DDD adds complexity. It requires discipline to keep layers clean. It's overkill for simple CRUD apps. It shines when the business logic is complex and spans multiple aggregates that evolve independently. Use DDD when the domain is the differentiator, not the technology.

DDD protects the core. Infrastructure changes. Frameworks come and go. The domain stays.

Pitfalls and compiler errors

Structure fights back when you get it wrong. The compiler catches many mistakes early.

God packages are a common trap. You create pkg/common and dump everything there. Utilities, models, constants, helpers. It grows into a megapackage. Every file imports common. You get circular dependencies. The compiler stops you with import cycle not allowed if package A imports B and B imports A. Structure prevents this by separating concerns. Keep packages small and focused.

Another trap is leaking internals. You put implementation details in pkg or root packages. External code depends on them. You can't refactor. The fix is internal. Move private code there. The compiler enforces the boundary. You regain freedom.

Convention aside: context.Context always goes as the first parameter. Name it ctx. Functions that take a context should respect cancellation and deadlines. Run context through every long-lived call site. It's plumbing. Don't fight it.
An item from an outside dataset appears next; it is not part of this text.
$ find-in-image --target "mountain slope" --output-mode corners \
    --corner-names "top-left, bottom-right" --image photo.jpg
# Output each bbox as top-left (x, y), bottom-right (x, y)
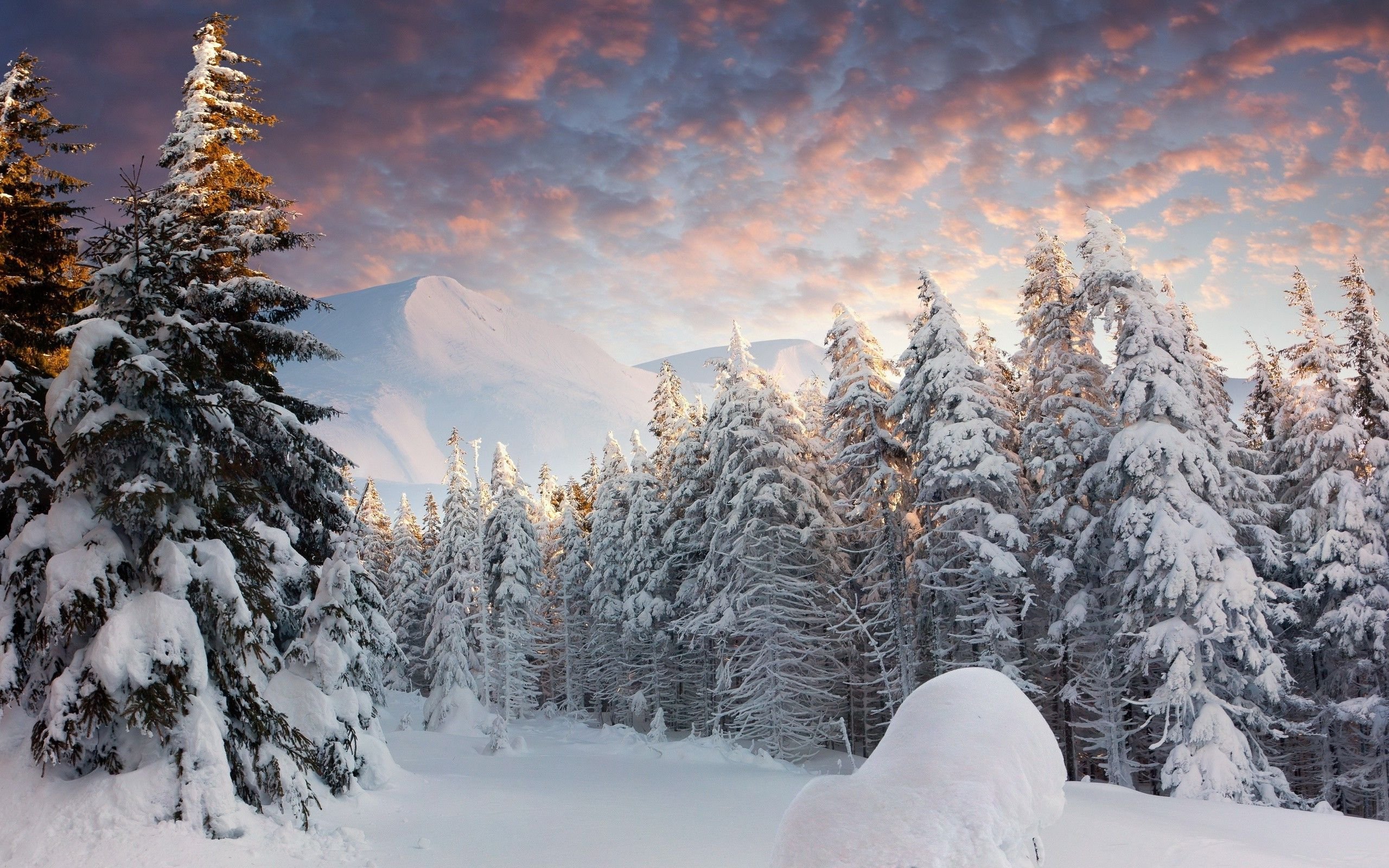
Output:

The worst structure bug is the one that never logs. If you hide errors behind structure, you lose visibility. Return errors. Log them. Structure should make errors easy to propagate, not hard to find.

Decision matrix

Use a flat structure when the project is a single script or a small utility under 500 lines. Use a layered structure with cmd, internal, and pkg when building a service that needs clear boundaries between entry points, private logic, and shared libraries. Use domain-driven design with bounded contexts when the business logic is complex and spans multiple aggregates that evolve independently. Use a monolithic repository with multiple cmd directories when you have a suite of tools that share internal packages but produce different binaries.

Structure is a contract with your future self. The compiler is your architecture reviewer. Don't over-engineer. Start flat. Split when it hurts.